Life was tough back then.  Trying to raise his growing family with a meagre salary of a low-rank officer was not enough. He decided to take a course in sewing to become a tailor so he could earn some additional incomes for the family. Upon completing the course, he started off by offering services for clothes adjustments, and as he grew confident, he started sewing military and police uniforms for his peers at the company. They apparently liked his work. The clothes he made looked really good and were relatively cheaper than the other tailors. His business got better, and he was able to send all his children, the two boys from the first wife, five children from his second wife, and his wife’s daughter from the first husband, to finish school. He was able to provide his family with a relatively decent life. Even after he retired from the police, he continued making clothes for the people until his body gave up, and his family asked him not to make clothes anymore.

I Wayan Geden is my beloved grandfather. I remember his ritual getting up very early and taking a long walk in the morning. I always remember him as a responsible, hard-working and loving grandfather. He was generous, patient and a peace-loving figure. His approach to our family conflicts was avoidance. I have learned by now that this is a useful strategy in conflict resolution to prevent it from escalation and let the fire settle by itself.
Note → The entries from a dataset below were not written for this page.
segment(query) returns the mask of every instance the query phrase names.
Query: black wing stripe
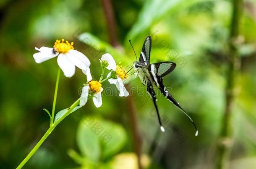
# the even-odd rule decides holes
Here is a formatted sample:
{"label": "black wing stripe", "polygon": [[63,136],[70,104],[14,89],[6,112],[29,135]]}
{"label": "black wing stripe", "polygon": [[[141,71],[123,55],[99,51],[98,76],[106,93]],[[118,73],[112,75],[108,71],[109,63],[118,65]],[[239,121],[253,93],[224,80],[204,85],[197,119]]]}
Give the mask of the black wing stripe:
{"label": "black wing stripe", "polygon": [[145,63],[146,65],[149,64],[151,43],[151,36],[150,35],[148,36],[146,38],[144,41],[139,59],[139,62]]}

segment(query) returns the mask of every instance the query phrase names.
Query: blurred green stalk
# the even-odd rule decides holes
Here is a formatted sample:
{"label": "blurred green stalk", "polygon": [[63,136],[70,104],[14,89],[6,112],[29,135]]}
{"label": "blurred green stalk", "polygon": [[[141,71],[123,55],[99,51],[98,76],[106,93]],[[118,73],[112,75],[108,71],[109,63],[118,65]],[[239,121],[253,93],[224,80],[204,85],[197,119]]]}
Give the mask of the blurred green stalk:
{"label": "blurred green stalk", "polygon": [[243,0],[232,1],[232,13],[229,39],[229,54],[225,89],[226,106],[217,151],[216,168],[226,168],[232,144],[232,112],[238,95],[235,82],[240,73],[240,59],[238,46],[242,42],[239,36],[240,23],[243,10]]}

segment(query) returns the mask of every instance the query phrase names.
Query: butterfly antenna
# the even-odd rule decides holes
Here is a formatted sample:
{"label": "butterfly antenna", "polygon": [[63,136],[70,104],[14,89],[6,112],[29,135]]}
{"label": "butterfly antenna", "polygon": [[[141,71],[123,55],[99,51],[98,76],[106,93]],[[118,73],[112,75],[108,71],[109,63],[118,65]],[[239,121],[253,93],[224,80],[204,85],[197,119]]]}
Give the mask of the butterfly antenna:
{"label": "butterfly antenna", "polygon": [[136,56],[136,61],[138,61],[138,58],[137,58],[137,55],[136,55],[136,53],[135,53],[135,50],[134,50],[134,49],[133,48],[133,45],[131,44],[131,39],[130,39],[129,40],[129,42],[130,42],[130,44],[131,46],[131,47],[133,48],[133,52],[134,52],[134,54],[135,54],[135,56]]}

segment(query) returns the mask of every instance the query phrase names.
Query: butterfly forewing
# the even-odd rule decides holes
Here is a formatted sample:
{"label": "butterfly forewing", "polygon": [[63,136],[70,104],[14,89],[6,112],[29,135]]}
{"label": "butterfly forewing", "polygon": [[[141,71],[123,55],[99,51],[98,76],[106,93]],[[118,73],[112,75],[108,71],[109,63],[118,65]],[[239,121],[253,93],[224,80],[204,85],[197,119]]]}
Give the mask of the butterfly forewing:
{"label": "butterfly forewing", "polygon": [[176,63],[172,62],[157,63],[151,64],[148,66],[153,74],[161,78],[172,72],[175,67]]}
{"label": "butterfly forewing", "polygon": [[146,65],[149,64],[150,51],[151,50],[151,36],[148,36],[145,39],[141,52],[139,62],[144,63]]}

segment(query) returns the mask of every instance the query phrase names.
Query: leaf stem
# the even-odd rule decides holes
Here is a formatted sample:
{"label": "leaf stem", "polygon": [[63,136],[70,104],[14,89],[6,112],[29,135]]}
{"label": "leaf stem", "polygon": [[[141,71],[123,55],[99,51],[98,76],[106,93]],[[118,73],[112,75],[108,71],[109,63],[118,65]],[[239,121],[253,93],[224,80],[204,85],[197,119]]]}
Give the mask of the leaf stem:
{"label": "leaf stem", "polygon": [[45,139],[48,137],[48,136],[52,133],[52,131],[57,126],[57,125],[64,119],[67,117],[70,113],[70,112],[79,103],[79,101],[80,98],[79,98],[76,100],[69,108],[68,110],[67,110],[67,111],[64,113],[63,115],[61,116],[58,120],[56,121],[55,121],[52,125],[50,125],[49,129],[47,130],[45,134],[39,140],[38,142],[36,144],[35,146],[33,148],[31,151],[29,152],[29,154],[26,157],[26,158],[21,161],[21,164],[18,166],[16,169],[21,169],[25,164],[29,161],[30,158],[34,155],[34,154],[37,151],[37,149],[42,144],[44,141]]}
{"label": "leaf stem", "polygon": [[55,111],[55,107],[56,106],[56,101],[57,98],[57,93],[58,92],[58,87],[59,87],[59,81],[60,81],[60,68],[58,68],[57,77],[56,80],[56,84],[55,86],[55,91],[54,92],[54,97],[53,98],[53,103],[52,104],[52,116],[51,117],[50,125],[52,125],[53,123],[54,119],[54,113]]}

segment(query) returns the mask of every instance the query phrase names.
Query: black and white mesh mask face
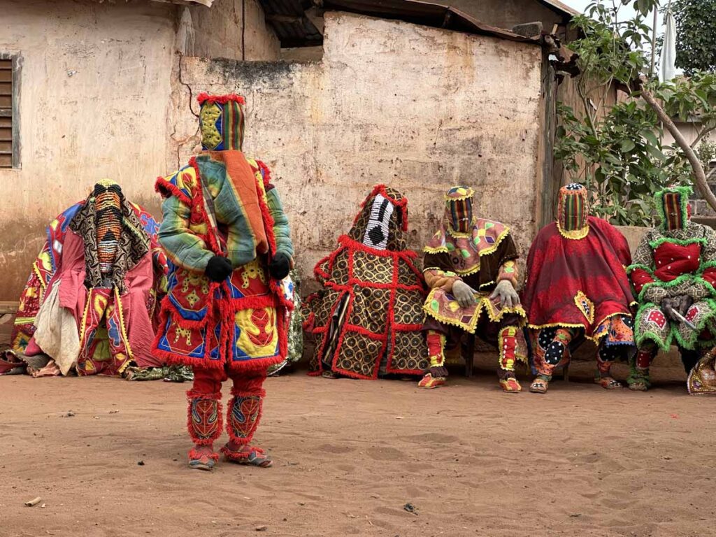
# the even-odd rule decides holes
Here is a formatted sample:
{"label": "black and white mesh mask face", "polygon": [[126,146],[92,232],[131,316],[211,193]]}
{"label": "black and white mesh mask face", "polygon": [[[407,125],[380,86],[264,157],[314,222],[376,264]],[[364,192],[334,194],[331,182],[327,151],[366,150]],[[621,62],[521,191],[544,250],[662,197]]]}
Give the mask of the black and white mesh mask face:
{"label": "black and white mesh mask face", "polygon": [[388,243],[390,217],[395,207],[380,194],[373,198],[370,208],[370,218],[363,236],[363,243],[377,250],[384,250]]}

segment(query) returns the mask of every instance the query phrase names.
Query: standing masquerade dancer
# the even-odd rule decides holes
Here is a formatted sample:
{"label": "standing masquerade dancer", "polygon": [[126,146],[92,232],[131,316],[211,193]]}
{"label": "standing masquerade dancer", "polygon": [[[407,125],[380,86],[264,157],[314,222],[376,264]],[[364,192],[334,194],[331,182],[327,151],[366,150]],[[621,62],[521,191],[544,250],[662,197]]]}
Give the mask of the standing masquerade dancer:
{"label": "standing masquerade dancer", "polygon": [[446,341],[459,342],[467,332],[497,344],[500,385],[505,392],[519,392],[515,362],[521,357],[518,342],[526,319],[515,291],[517,248],[506,226],[473,215],[473,194],[464,186],[448,191],[442,224],[425,248],[423,274],[431,289],[423,306],[430,367],[418,386],[446,382]]}
{"label": "standing masquerade dancer", "polygon": [[316,336],[311,374],[375,379],[427,368],[426,289],[407,231],[407,198],[377,185],[339,247],[316,265],[324,289],[304,308],[306,330]]}
{"label": "standing masquerade dancer", "polygon": [[189,465],[211,470],[221,435],[221,383],[233,387],[226,415],[226,460],[268,467],[250,445],[258,425],[268,367],[286,355],[281,282],[293,264],[289,223],[268,169],[241,152],[243,99],[198,97],[202,149],[189,165],[157,180],[164,197],[159,241],[173,264],[154,352],[190,365],[194,385],[188,425]]}
{"label": "standing masquerade dancer", "polygon": [[634,354],[629,244],[589,213],[586,189],[563,186],[556,221],[540,230],[527,257],[522,301],[537,374],[530,386],[534,393],[547,391],[555,368],[569,363],[584,339],[597,345],[595,382],[606,390],[621,387],[610,374],[614,360]]}
{"label": "standing masquerade dancer", "polygon": [[659,349],[676,344],[689,372],[700,349],[716,343],[716,232],[690,219],[691,193],[683,186],[657,193],[661,224],[642,239],[629,268],[639,301],[631,390],[649,388]]}

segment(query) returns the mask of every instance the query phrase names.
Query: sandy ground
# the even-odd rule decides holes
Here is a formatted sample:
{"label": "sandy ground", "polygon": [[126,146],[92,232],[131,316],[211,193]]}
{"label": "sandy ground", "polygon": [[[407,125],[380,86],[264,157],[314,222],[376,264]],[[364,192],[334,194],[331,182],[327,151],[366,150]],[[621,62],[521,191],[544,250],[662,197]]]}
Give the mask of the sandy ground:
{"label": "sandy ground", "polygon": [[274,467],[211,473],[186,466],[186,384],[0,377],[0,536],[715,534],[716,398],[682,372],[646,394],[586,367],[546,395],[493,374],[270,379]]}

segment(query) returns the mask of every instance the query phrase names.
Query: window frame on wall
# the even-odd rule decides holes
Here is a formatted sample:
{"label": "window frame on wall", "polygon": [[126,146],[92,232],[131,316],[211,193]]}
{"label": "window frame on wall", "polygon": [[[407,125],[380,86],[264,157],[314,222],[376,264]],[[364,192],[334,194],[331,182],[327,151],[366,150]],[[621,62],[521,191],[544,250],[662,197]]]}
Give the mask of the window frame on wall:
{"label": "window frame on wall", "polygon": [[[20,54],[0,52],[0,170],[19,170],[21,168],[20,67],[21,64]],[[7,120],[8,118],[9,121]],[[8,132],[10,133],[9,137]],[[8,157],[9,158],[7,158]]]}

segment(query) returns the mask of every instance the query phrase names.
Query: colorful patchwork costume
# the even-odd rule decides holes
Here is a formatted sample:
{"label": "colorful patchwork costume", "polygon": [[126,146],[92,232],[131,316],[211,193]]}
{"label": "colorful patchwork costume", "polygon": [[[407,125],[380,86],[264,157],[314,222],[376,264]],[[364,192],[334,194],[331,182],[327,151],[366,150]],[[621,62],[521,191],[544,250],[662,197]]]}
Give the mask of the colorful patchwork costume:
{"label": "colorful patchwork costume", "polygon": [[281,281],[293,264],[289,223],[268,169],[241,153],[243,100],[198,97],[202,149],[157,180],[164,198],[159,241],[173,268],[154,353],[194,371],[189,399],[190,466],[212,469],[222,432],[221,383],[231,378],[227,460],[271,465],[249,445],[261,419],[266,371],[286,356]]}
{"label": "colorful patchwork costume", "polygon": [[20,297],[14,349],[48,355],[62,374],[163,365],[150,351],[168,270],[158,228],[109,180],[60,214]]}
{"label": "colorful patchwork costume", "polygon": [[687,372],[700,349],[716,343],[716,232],[689,218],[690,187],[656,195],[658,228],[642,239],[629,268],[639,301],[629,387],[649,387],[649,367],[659,349],[679,347]]}
{"label": "colorful patchwork costume", "polygon": [[538,375],[530,391],[546,392],[554,369],[585,338],[598,347],[596,381],[618,388],[611,364],[634,350],[629,244],[609,222],[589,216],[584,186],[563,186],[558,196],[556,221],[540,230],[527,258],[522,303]]}
{"label": "colorful patchwork costume", "polygon": [[375,379],[427,369],[426,289],[407,231],[407,199],[378,185],[338,248],[316,265],[324,289],[306,299],[304,324],[316,338],[312,374]]}
{"label": "colorful patchwork costume", "polygon": [[515,291],[517,248],[506,226],[473,214],[473,194],[468,187],[448,190],[444,221],[425,248],[430,367],[419,385],[445,384],[446,340],[458,341],[467,332],[497,344],[500,384],[505,392],[519,392],[515,362],[523,356],[519,329],[526,319]]}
When my grandmother died at Bhayangkara hospital. He was at home at that time when we told him that grandmother had gone. He came rushing into the hospital room. His face was tense, in disbelief. He then hugged her in her deathbed, crying.
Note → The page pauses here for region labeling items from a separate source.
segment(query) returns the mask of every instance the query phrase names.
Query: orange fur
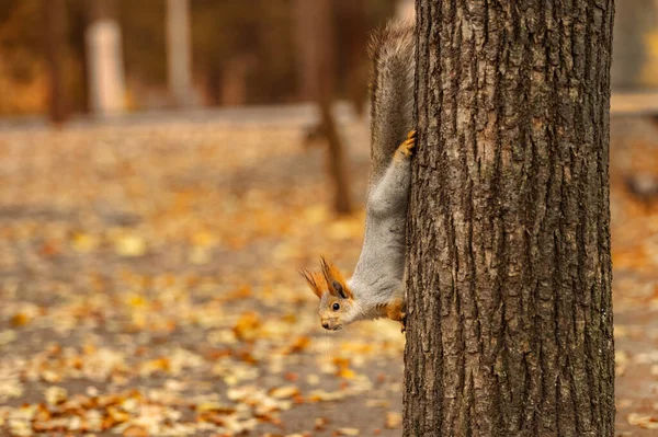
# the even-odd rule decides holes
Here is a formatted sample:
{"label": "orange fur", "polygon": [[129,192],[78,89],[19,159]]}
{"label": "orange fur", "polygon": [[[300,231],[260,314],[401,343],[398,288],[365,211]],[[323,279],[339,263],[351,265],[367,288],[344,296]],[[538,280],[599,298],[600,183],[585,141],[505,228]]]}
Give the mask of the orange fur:
{"label": "orange fur", "polygon": [[333,263],[327,262],[327,260],[324,256],[320,257],[320,265],[322,266],[322,274],[325,275],[325,281],[327,284],[329,292],[332,296],[340,297],[338,290],[336,289],[337,287],[334,286],[334,284],[338,283],[342,287],[345,296],[349,299],[353,299],[354,297],[352,295],[352,291],[348,287],[348,283],[345,281],[342,273],[340,273],[338,267],[336,267]]}
{"label": "orange fur", "polygon": [[325,280],[325,275],[322,275],[322,273],[306,269],[299,271],[299,273],[304,276],[304,279],[306,279],[306,283],[318,298],[321,298],[322,295],[328,291],[329,287],[327,287],[327,281]]}

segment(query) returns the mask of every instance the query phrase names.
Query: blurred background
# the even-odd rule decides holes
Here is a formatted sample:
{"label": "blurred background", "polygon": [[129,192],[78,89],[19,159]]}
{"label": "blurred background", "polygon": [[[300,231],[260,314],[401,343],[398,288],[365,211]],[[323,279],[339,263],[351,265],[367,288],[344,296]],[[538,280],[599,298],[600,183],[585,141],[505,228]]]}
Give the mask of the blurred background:
{"label": "blurred background", "polygon": [[[399,436],[404,336],[329,335],[366,47],[405,0],[0,0],[0,435]],[[620,436],[658,429],[658,1],[617,1]]]}

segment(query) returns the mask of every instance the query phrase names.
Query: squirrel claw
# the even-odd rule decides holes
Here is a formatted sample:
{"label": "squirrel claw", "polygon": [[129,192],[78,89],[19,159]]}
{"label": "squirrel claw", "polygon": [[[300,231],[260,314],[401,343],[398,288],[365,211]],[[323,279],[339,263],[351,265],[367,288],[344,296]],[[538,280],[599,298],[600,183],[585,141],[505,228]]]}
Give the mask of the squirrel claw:
{"label": "squirrel claw", "polygon": [[399,151],[404,156],[410,157],[411,154],[413,154],[415,149],[416,149],[416,130],[409,130],[409,134],[407,134],[407,139],[399,147]]}

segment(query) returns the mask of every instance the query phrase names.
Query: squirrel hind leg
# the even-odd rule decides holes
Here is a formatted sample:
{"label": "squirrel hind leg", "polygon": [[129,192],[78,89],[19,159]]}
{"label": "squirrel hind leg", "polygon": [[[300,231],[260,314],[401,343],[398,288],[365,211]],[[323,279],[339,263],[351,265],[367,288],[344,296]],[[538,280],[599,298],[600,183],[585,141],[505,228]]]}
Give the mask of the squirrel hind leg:
{"label": "squirrel hind leg", "polygon": [[407,311],[405,299],[397,298],[386,306],[386,317],[396,322],[400,322],[402,334],[407,330]]}
{"label": "squirrel hind leg", "polygon": [[398,151],[405,157],[412,156],[413,150],[416,149],[416,130],[410,130],[409,134],[407,134],[407,139],[398,147]]}

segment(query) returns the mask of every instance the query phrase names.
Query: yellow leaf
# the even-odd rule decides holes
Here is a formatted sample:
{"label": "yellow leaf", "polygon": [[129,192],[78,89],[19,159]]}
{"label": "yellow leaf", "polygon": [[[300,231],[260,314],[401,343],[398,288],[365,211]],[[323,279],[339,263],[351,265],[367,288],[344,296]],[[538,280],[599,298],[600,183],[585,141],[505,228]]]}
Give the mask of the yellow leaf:
{"label": "yellow leaf", "polygon": [[114,250],[121,256],[141,256],[146,253],[146,242],[138,235],[121,235],[114,241]]}

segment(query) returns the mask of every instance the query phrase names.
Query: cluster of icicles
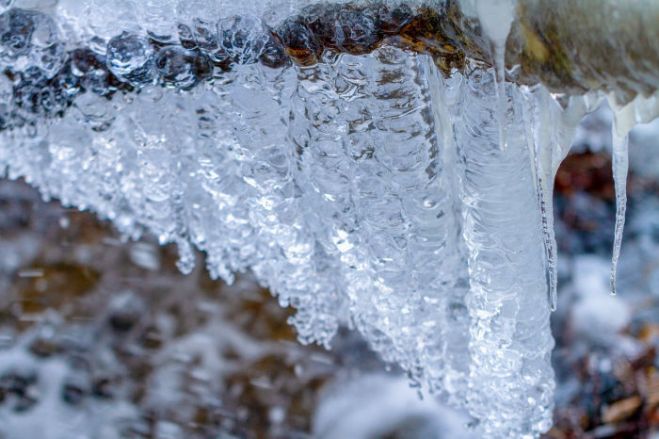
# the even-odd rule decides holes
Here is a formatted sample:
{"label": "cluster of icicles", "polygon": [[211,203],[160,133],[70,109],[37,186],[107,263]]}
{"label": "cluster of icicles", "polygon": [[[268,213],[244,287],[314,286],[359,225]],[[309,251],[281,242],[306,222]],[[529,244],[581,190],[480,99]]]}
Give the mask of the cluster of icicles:
{"label": "cluster of icicles", "polygon": [[[281,50],[265,31],[290,4],[43,3],[0,16],[0,173],[177,243],[184,270],[193,246],[214,276],[251,270],[298,310],[302,341],[356,328],[484,437],[549,428],[552,182],[602,97],[503,81],[512,8],[475,9],[498,67],[447,77],[427,54],[355,46],[364,21],[334,29],[357,49],[290,62],[315,41],[306,21]],[[613,288],[626,133],[655,113],[654,98],[617,110]]]}

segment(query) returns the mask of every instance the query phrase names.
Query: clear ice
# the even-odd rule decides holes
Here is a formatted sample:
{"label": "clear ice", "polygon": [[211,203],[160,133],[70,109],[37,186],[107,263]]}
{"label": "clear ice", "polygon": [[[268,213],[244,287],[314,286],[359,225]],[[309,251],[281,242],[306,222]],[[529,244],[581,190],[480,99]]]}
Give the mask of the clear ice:
{"label": "clear ice", "polygon": [[484,437],[538,436],[553,178],[589,105],[390,46],[284,63],[265,29],[298,6],[0,2],[0,175],[178,244],[184,271],[193,246],[216,277],[251,270],[302,342],[356,328]]}

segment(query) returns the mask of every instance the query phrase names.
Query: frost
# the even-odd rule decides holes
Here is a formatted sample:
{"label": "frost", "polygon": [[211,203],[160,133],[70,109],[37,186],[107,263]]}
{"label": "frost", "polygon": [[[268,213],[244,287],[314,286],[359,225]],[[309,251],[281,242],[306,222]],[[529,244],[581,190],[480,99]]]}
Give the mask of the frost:
{"label": "frost", "polygon": [[409,8],[151,3],[0,15],[0,171],[178,244],[183,271],[192,246],[216,277],[253,271],[303,342],[355,327],[486,437],[546,431],[553,178],[594,107],[504,80],[496,21],[514,3],[485,20],[497,66],[449,78],[378,46],[375,24],[395,33]]}

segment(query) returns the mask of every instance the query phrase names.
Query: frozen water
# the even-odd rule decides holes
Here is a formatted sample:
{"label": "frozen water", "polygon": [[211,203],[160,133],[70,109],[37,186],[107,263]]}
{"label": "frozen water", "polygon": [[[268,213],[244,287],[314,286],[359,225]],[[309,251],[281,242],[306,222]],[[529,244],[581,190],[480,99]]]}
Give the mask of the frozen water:
{"label": "frozen water", "polygon": [[486,437],[547,430],[552,182],[588,100],[507,83],[502,58],[446,78],[376,49],[363,10],[155,3],[0,15],[0,171],[177,243],[183,271],[192,246],[216,277],[253,271],[303,342],[357,328]]}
“Mamak, why did you go and leave me alone?”

That was the first time I saw my grandfather crying. That memory lives on until now. My grandfather was a quiet man. I wouldn’t expect those words came out from him, but I guess, he did love my grandmother truly even though she seemed to be complaining and getting upset with him all the time. He never talked back to my talkative grandmother, but when he got really upset my grandmother knew her limit. I realise it was how they communicated and cared for each other.  My grandfather’s health slowly deteriorated after my grandmother passed away. Losing his partner in life and being alone was hard for him. He decided to follow my grandmother a few years later. Rest in peace, Au**,  Al-Fatihah for you.


Events in the past as shared by my uncle I Made Rastha

*Orang Pintar – A local term for Faith Healer

** Au, the name I called both my grandparents.

I think another version of this story (unverified) about my grandpa converting to become a Muslim would be, he probably had met with my grandmother and maybe, my grandmother’s family told him that he had to be converted to Muslim in order to marry my grandmother. As a Balinese my grandfather was a believer of Balinese Hindhu.